Many modern xylems have intricate cross sections that look like gappy rings, crosses, diamonds or hearts, with dead space called pith separating bundles of xylem tissue. But what nudged plants to remodel their pipes this way is a century-old mystery. Bouda and his colleagues proposed recently in Science that plants developed complex xylems to withstand drought.

Water lost from leaves to dry air cannot be easily replaced from parched soil. Trying to do so strains the xylem, introducing air bubbles that clog the tubes and starve tissues of water—similar to the way that deadly air embolisms cut off animals’ blood flow. Bouda’s team used simulations based on modern and fossil plants to show how modern xylems’ gaps and dead ends hinder such bubbles from spreading.

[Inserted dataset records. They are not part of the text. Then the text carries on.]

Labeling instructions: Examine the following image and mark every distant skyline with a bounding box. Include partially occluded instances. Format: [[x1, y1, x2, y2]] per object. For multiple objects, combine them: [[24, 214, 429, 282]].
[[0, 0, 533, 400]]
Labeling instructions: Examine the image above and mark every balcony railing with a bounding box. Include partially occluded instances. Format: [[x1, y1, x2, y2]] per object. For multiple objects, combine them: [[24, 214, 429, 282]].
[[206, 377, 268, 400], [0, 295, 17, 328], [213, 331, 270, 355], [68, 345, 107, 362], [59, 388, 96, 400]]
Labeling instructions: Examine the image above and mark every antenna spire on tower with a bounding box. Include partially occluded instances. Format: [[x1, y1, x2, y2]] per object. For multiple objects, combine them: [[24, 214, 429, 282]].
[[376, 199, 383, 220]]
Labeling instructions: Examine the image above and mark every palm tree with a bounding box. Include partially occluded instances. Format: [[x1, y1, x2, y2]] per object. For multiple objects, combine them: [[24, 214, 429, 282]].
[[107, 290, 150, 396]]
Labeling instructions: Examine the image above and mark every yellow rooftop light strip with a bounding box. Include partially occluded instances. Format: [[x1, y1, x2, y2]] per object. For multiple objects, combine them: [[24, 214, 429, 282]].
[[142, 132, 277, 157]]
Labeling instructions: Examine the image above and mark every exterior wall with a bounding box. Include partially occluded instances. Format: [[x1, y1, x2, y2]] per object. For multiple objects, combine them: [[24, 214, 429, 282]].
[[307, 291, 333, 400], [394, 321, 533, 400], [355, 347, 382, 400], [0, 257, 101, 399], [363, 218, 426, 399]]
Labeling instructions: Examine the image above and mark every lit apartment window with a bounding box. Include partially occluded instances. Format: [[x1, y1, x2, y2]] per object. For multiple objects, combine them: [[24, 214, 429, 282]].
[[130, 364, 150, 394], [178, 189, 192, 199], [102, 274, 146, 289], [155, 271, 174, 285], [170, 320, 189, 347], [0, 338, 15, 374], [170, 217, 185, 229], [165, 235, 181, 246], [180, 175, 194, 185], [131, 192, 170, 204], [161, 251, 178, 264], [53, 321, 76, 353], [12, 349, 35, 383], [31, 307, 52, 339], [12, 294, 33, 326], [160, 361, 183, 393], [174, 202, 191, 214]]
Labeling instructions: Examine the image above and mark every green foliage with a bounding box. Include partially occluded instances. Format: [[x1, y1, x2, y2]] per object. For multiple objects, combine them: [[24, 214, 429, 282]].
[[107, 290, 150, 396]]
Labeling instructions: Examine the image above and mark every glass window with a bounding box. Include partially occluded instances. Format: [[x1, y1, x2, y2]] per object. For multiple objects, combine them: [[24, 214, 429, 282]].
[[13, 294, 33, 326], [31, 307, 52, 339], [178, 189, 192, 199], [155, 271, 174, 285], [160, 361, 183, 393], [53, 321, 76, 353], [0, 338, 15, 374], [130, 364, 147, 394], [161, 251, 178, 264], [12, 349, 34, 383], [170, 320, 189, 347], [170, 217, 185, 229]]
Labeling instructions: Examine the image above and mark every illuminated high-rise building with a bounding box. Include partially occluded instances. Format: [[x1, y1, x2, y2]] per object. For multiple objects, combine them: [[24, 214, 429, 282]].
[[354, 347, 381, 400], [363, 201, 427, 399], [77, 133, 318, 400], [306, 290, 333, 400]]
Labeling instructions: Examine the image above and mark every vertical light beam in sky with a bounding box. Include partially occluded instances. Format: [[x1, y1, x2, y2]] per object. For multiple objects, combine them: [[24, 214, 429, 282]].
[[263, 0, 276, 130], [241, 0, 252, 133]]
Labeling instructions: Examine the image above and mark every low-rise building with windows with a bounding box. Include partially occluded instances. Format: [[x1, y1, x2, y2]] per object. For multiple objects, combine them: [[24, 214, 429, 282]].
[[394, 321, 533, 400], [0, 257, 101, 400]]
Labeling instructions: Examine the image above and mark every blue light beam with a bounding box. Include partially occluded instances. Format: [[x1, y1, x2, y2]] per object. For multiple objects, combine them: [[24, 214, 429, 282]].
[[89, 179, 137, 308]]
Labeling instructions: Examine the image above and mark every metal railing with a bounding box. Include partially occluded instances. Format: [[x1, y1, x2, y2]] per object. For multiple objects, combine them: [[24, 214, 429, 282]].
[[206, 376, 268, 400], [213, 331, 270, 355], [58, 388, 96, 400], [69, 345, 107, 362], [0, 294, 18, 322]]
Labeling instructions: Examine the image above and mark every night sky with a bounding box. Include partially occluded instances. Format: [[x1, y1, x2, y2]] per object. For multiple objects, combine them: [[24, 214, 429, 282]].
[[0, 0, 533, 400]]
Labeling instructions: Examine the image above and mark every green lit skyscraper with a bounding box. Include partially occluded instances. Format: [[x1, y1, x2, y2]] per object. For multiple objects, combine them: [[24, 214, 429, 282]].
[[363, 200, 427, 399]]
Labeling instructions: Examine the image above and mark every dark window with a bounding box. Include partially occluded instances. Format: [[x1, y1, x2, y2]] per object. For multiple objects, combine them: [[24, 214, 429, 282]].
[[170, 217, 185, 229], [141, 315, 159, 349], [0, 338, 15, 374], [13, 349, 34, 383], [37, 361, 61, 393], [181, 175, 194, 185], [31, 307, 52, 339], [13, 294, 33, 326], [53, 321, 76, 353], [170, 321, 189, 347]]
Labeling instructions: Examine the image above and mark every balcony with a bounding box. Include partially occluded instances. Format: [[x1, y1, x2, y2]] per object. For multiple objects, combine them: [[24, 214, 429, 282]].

But smaller-scale tweaks to xylem cells and tissue organization can protect against drought, too, says Cornell University evolutionary biologist Jacob Suissa, who was not involved in the new study. Complex cross sections might have simply arisen incidentally as plants got bigger. “On an evolutionary timescale, size is correlated with increasing complexity,” he says, adding that it’s important to “question the line of thinking that every trait has to be adaptative.”

Suissa suggests that carefully comparing the xylems of plants from different climates could resolve some of the remaining ambiguity.

Nevertheless, the new study highlights the potentially enormous consequences of tiny evolutionary adjustments. Without drought-resistant plant pipes, Bouda says, “it’s hard to imagine what the planet and the species living on it would look like.”